洗杯子時,她聽見辦公室傳來隱約而激烈的談話聲。

丟貨對運輸公司來說是重大公關危機,更何況還是一批那麼值錢的貨。這家公司基本上已經被宣告死亡了。

她不想知道上司此刻在說些什麼,但這時,她通訊鈴聲突然響了起來。

“叮鈴鈴鈴——”

來電人是她的上司,理查德。

周姣立刻嗅到一絲不祥的氣息,這是她在生物科技和特殊局工作多年培養出來的敏銳直覺。

她輕輕擱下杯子,接通電話:“喂,尼爾森先生,有什麼吩咐?”

理查德·尼爾森語氣平靜,聽上去毫無異樣:“下樓去給我買杯咖啡。要聖伊內斯的豆子,不要合成咖啡。錢轉你了。”

肯定不是買咖啡,但周姣只能答應下來,在這裏拒絕對方,只會讓對方撕破臉面,直接在寫字樓動手。

如果她沒有猜錯的話,她期待已久的事情終於要出現了——上司準備讓她這個臨時工出去頂包,為那批丟失的貨物負責。

周姣不動聲色地披上外套,手往兜里一摸,泰瑟-槍還在,稍稍安心了一些。

她沒有等電梯,走的樓道。

走到一樓的時候,她撞見了一個意想不到的人——江漣。

他站在寫字樓大門前,身形高大挺拔,穿着白色大衣,戴着金絲眼鏡,一手插兜,另一手拿着香煙,許久才吸一口,已經蓄了一截煙灰。

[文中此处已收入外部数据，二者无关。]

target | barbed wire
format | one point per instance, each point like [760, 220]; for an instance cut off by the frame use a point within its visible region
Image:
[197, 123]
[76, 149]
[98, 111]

像是瞥見她的身影,他側頭,輕抖了抖煙灰,微微一笑:“周姣,好久不見。”

儘管他沒有吐露一個字,周姣卻隱約猜到了他的身份——原本的江漣。

她眉梢微挑。

他居然還活着。

或者說,“他”居然願意讓他出現。

“聊聊?”

周姣走過去:“你來得不是時候,我正在被人追殺。”

“沒事,”江漣說,“‘他’也在。我們會保護你。”

周姣跟原本的江漣接觸不多,不太相信他能保護她。她沒有放鬆警惕,手指始終放在泰瑟-槍的保險上。

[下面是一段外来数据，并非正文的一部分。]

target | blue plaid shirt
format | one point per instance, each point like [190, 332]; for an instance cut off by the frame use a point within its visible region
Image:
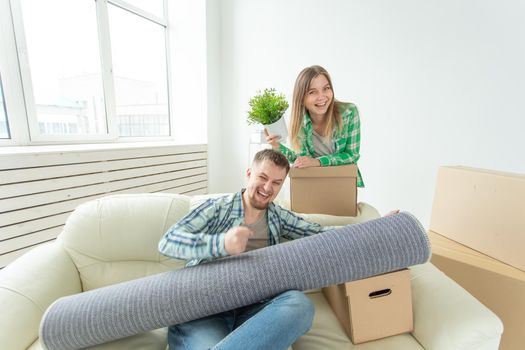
[200, 234]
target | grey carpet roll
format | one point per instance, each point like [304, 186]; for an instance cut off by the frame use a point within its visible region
[345, 254]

她一邊仔細留意周圍的動靜,一邊說:“這到底是怎麼一回事?”

兩個江漣的區別其實頗為明顯。“他”總是直勾勾地盯着她,眼神永遠是狂熱的、直白的,含着令人毛骨悚然的迷戀。

原本的江漣則將那種迷戀藏在幽邃的目光之後,令人捉摸不透。

“你給‘他’出了一個難題。”江漣說,“‘他’不知道怎麼補償你。”

周姣覺得有些奇怪:“所以‘他’求助你了?”

江漣抽了一口煙,淡淡地說:“‘他’只能求助我,你不願意教‘他’。”

周姣覺得更加奇怪。

她不由收起對四周的關注,眯着眼睛,看了江漣好幾眼:“那你是怎麼教他的呢?”

江漣頓了一下:“回答這個問題時,我有一個問題想問你。”

周姣想起早上“他”追問她,為什麼不尊重“他”,有些想笑,忽然想起什麼似的,慢慢收斂笑意,正色說:“你問。”

江漣拿着煙,上前一步,鏡片后目光一動不動地定在她的臉上:

“你知道‘他’對你的氣味着迷,是因為我嗎?”

周姣眉梢一跳:“我知道。”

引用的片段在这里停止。